O materialista vê apenas árvores e pedras, rios e montanhas; o sentimentalista apenas a beleza das sensações agradáveis. O estudante sério repete com Ajahn Chah: “Podemos aprender o Dhamma a partir da natureza, das árvores por exemplo. Uma árvore nasce devido a causas, e cresce seguindo um curso natural. Ao nosso redor uma árvore está a nos ensinar o Dhamma, mas nós não entendemos isso. No devido tempo, ela cresce e cresce até que floresce e frutas vão aparecer.
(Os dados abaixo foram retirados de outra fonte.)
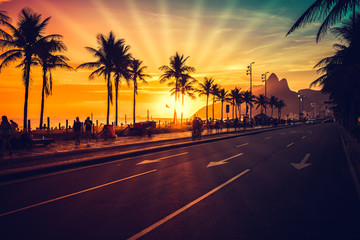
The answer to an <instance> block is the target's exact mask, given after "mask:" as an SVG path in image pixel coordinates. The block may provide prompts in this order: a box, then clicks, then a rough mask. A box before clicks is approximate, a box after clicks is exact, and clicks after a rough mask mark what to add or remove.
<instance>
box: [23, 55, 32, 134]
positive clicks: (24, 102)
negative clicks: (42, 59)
mask: <svg viewBox="0 0 360 240" xmlns="http://www.w3.org/2000/svg"><path fill="white" fill-rule="evenodd" d="M30 58H31V56H30ZM30 60H31V59H27V60H26V61H25V64H26V65H25V102H24V122H23V124H24V130H27V109H28V99H29V83H30ZM29 130H30V129H29Z"/></svg>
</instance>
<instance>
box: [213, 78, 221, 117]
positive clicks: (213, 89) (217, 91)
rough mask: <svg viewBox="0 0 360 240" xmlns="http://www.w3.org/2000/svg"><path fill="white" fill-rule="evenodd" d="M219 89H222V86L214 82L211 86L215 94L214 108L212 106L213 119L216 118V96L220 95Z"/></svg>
mask: <svg viewBox="0 0 360 240" xmlns="http://www.w3.org/2000/svg"><path fill="white" fill-rule="evenodd" d="M219 91H220V86H219V85H218V84H216V83H215V84H213V85H212V86H211V94H212V95H213V106H212V107H213V108H212V110H213V115H212V116H213V120H214V119H215V100H216V99H215V98H216V96H218V95H219Z"/></svg>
Tudo o que vemos é a aparência das flores e frutas; somos incapazes de trazer isso para dentro de nós e apreciá-lo. Assim, não sabemos que uma árvore nos está a ensinar o Dhamma. A fruta aparece e nós limitamo-nos a comê-la sem investigar: doce, azeda ou salgada, é a natureza da fruta. E isso é o Dhamma: o ensinamento da fruta” (Abrindo o Olho do Dhamma). O materialista vê ‘dados’, o sentimentalista apenas ‘sente’, o estudante sério busca compreender.
Quando Ajahn Buddhadāsa declara que Dhamma é: “O segredo da natureza que deve ser entendido de modo a desenvolver a vida para seu mais alto benefício”, ele está apontando para aquilo que está invisível aos olhos daquele que apenas se preocupa com os ‘fatos’.